It happened so quickly that my Beneath magic had no time to answer. One minute, Mick was looking at me in sorrow, the next, I had no air. I recognized the tentacles of a quick and dirty binding spell, felt Mick’s hands on my neck and over my mouth, but too late. Spots crashed into my vision and then darkness.
Sixteen
I swam to wakefulness inside a moving vehicle. It was mercifully quiet, except for the occasional burst of static from a police radio. My head was cushioned against a strong thigh, and an equally strong hand smoothed my hair.
Opening my eyes didn’t help much. It was daylight—I thought—but I stared at the dark, bare floorboards of someone’s backseat. I groaned.
“Can you knock her out again?” Nash asked from the front.
Mick leaned over me, his touch gentle. “You okay, sweetheart?”
“No.”
The word dragged out from my tight mouth. I could barely move my lips, or anything else for that matter. I lay on Mick’s comfortable lap for a long time, getting my bearings and feeling absolutely shitty. The Beneath magic was gone—where, I didn’t know—and it had left me with a hell of a hangover.

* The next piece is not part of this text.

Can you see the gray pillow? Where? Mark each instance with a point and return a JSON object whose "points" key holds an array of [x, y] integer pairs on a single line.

Or maybe that was the martinis.
“I told you ten times already,” Maya said from somewhere in front of me. “I don’t know anything about a dead guy in the hotel room. I booked the room, but we decided not to go in. We went to a strip club instead. With male strippers. I paid a hundred bucks for a lap dance.” Maya was lying—she’d never gotten near the strippers.
“I don’t want to hear it,” Nash said in a tight voice.
“His ass was way better than yours.”
I laughed, which quickly turned into a cough. “Can I have some water?”
Mick helped me sit up against him and fed me water from a sports bottle. I almost choked on it.
He patiently wiped my mouth with a tissue, and I looked up into his worried eyes. “It’s gone,” I said. “The Beneath magic. I don’t have a drop left.”
I didn’t. Outside the windows, deep banks of clouds hugged the approaching mountains, a good old-fashioned storm building. The storm tingled through my blood, but the Beneath magic had fled. Not forever; I knew that.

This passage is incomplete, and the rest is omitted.